Seamstress and Narrative

Text, Sewing, and Narrative

The seamstress performs her work in time as she puts together parts that are patently spatial. If we assign the seamstress and her modern tool – the sewing machine – a symbolic role in the story in which she appears, together they can be said to produce the whirring motor of the plot, or a silent motor in the case of the seamstress sewing by hand. She is represented here by the Russian painter Ilya Repin; the seamstress at the sewing machine, by the American artist Edward Hopper.

One way to think about the seamstress is to consider her the agent of narrative: her work is directly related to making whole disconnected parts. She stitches together pieces of fabric with the purpose of creating a meaningful whole, whether a beautiful new garment or fixing an old one. Although everyday culture and nineteenth century literature portray her work as menial, the language of stitching, weaving, and sewing informs many of the metaphors that we use to describe narrative: 'narrative thread', for example, is a common image in both Russian and English, with thread having become a web term as well. 'Text', which is etymologically linked to 'textile' (from the Latin 'to weave') reveals a connection between writing and weaving. In English, we speak of seamless narrative montage or stories that present a seamless narrative experience.

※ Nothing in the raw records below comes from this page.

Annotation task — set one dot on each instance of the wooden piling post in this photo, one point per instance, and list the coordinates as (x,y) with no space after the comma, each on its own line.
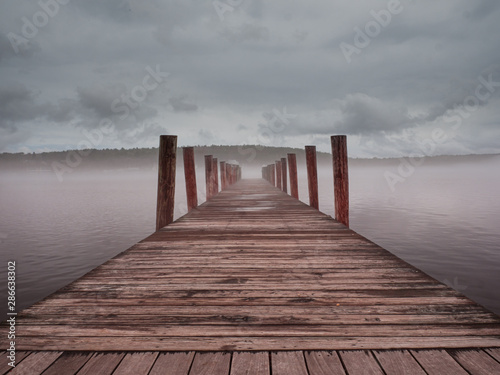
(215,177)
(278,174)
(340,178)
(228,174)
(292,171)
(190,177)
(273,174)
(166,180)
(312,176)
(208,175)
(223,175)
(283,176)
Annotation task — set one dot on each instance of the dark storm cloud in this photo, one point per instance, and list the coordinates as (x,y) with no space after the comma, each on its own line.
(259,56)
(181,104)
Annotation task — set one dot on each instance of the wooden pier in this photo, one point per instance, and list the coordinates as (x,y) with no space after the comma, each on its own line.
(254,281)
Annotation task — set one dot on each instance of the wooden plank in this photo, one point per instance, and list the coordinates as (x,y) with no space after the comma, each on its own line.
(494,352)
(173,363)
(476,361)
(438,362)
(360,362)
(396,362)
(136,363)
(4,361)
(255,269)
(288,363)
(324,363)
(211,363)
(254,363)
(35,363)
(68,363)
(102,363)
(106,343)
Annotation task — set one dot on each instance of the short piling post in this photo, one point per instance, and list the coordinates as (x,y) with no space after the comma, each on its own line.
(283,175)
(166,181)
(190,177)
(278,174)
(292,171)
(208,175)
(223,175)
(215,177)
(340,178)
(312,176)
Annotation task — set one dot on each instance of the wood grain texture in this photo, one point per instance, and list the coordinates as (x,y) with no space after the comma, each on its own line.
(138,363)
(68,363)
(35,363)
(438,362)
(476,361)
(312,176)
(166,180)
(396,362)
(324,363)
(288,363)
(360,362)
(102,364)
(292,171)
(190,177)
(340,178)
(177,363)
(211,363)
(250,363)
(255,269)
(353,362)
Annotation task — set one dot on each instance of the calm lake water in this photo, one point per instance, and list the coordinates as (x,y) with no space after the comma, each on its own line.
(444,219)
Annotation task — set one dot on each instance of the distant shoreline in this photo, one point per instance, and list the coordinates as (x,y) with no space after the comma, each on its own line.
(146,158)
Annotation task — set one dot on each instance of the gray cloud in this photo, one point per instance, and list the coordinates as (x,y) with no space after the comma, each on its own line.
(181,104)
(261,56)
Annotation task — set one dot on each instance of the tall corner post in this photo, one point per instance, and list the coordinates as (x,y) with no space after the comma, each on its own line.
(340,178)
(166,181)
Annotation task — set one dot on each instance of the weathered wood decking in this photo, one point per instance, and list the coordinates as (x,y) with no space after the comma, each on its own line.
(255,269)
(339,362)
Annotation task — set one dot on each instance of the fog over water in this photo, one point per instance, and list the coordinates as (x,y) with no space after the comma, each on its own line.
(443,219)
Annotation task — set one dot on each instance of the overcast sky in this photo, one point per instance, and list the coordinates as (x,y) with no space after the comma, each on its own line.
(398,77)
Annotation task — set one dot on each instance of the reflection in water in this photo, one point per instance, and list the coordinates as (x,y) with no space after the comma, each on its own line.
(444,220)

Vladislav Khodasevich and Marina Tsvetaeva use the double meaning of thread (nit'), seam (shov), and stitch (stezhok) – literal and metaphoric – in their poetry that links sewing and writing.

Ты показала мне без слов,
Как вышел хорошо и чисто
Тобою проведенный шов
По краю белого батиста.

А я подумал: жизнь моя,
Как нить, за Божьими перстами
По легкой ткани бытия
Бежит такими же стежками.

Khodasevich, "Bez slov" (Without Words, 1918)

(English translation)

Some Russian terms for writing poetry have stitching as a subtext. The noun "stroka," meaning line of verse, is etymologically related to the verb "strochit'" ('to stitch'), but it also means line of stitches. Tsvetaeva uses the double meaning of "stroka," calling herself a day seamstress of lines ("Strok podennaia shveia") in "Crawling Slugs of Days" (Dnei spolzaiushchie slizni).